Rate This Document
Findability
Accuracy
Completeness
Readability

Viewing Process/Thread Performance Analysis Results

Prerequisites

A tuning analysis task has been created and completed.

Procedure

  1. In the Tuning Assistant area, click on the left of the target analysis task to expand the node list.
  2. Click the name of the target node to view the analysis results.
    Figure 1 Analysis result page
  3. (Optional) Select a service type and suggestion type.
    • Select a service types as required. The options are CPU-intensive, Network I/O-intensive, and Storage I/O-intensive. You can select one or more service types. By default, all the three options are selected.
      Figure 2 Selecting service types
    • Select a suggestion type based on the actual situation. You can adjust the topology tree by selecting Tuning path–based suggestions or Threshold-filtered suggestions.
      Figure 3 Selecting a suggestion scope
  4. Click Process/Thread Performance to view the process/thread performance analysis result and perform tuning accordingly.
    Figure 4 Process/Thread Performance page

    On the Process/Thread Performance analysis result page, you can perform the following operations:

    • Select a CPU metric from the CPU Metrics drop-down list. Table 1 describes the available CPU metrics.
      Table 1 CPU metrics

      CPU Metric

      Description

      %user

      Percentage of CPU time occupied when the system is running in user mode.

      %sys

      Percentage of CPU time occupied when the system is running in kernel mode. This metric does not include the time spent on service hardware and software interrupts.

      %cpu

      CPU usage in non-idle state.

    • Click to set the utilization range.
      In the displayed Utilization Range window, set the start value and end value of the range, and click OK.
      Figure 5 Setting the utilization range
    • Move the mouse pointer to a block to view the performance data of the corresponding CPU core. Click View related threads to view the threads related to the CPU core (the threads are represented by triangles). In the thread view, you can click PID in the upper left corner to return to the previous page.
      Figure 6 Viewing the performance data of a CPU core
      Figure 6 Viewing related threads
    • Click a block. In the details area on the right, view the detailed process and thread information about the CPU core. If there is an Nginx thread, the displayed information includes the microarchitecture metrics, memory access metrics, CPU affinity, memory affinity, operation functions, operation files, operation network ports, and system calls.
      Figure 8 Viewing the process/thread details of a CPU core
  5. View the topology of the process/thread performance tuning suggestions for the CPU core in the Busy state.
    • If the CPU metric is set to %user and there are CPU cores in the Busy state, you can set the thresholds of related parameters and view details on the right of the page. The topology of process/thread performance tuning suggestions is displayed in the lower part of the page.
      Figure 9 Topology of process/thread performance tuning suggestions (%user)

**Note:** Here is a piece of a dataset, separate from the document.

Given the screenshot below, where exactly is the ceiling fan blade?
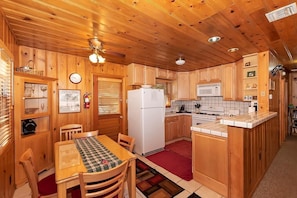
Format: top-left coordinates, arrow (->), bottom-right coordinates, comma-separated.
103,50 -> 126,58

      Table 2 describes the parameters in the Threshold Setting area.

      Table 2 Parameter description

      Parameter

      Description

      CPU Affinity

      A scheduling attribute that binds a process to one CPU or a group of CPUs.

      Memory Affinity

      A scheduling attribute that allocates memory to local NUMA nodes.

      Concurrency

      Threads in a process.

      branch miss rate (%)

      Rate of mispredicted CPU running instruction branches. The value is an integer ranging from 1 to 100.

      L1-dcache miss rate (%)

      L1 data cache miss rate. The value is an integer ranging from 1 to 100.

      L1-icache miss rate (%)

      L1 instruction cache miss rate. The value is an integer ranging from 1 to 100.

      dTLB cache miss rate (%)

      Data TLB miss rate. The value is an integer ranging from 1 to 100.

      iTLB cache miss rate (%)

      Instruction TLB miss rate. The value is an integer ranging from 1 to 100.

      fault/s

      Number of missing pages per second. The value can be any positive integer.

      Table 3 describes the main nodes in the topology of process/thread tuning suggestions.

      Table 3 Level-1 nodes in the topology of process/thread performance tuning suggestions

      Node

      Description

      Switching of a process and its threads between different NUMA nodes

      During the execution of a process, the process is switched between different NUMA nodes.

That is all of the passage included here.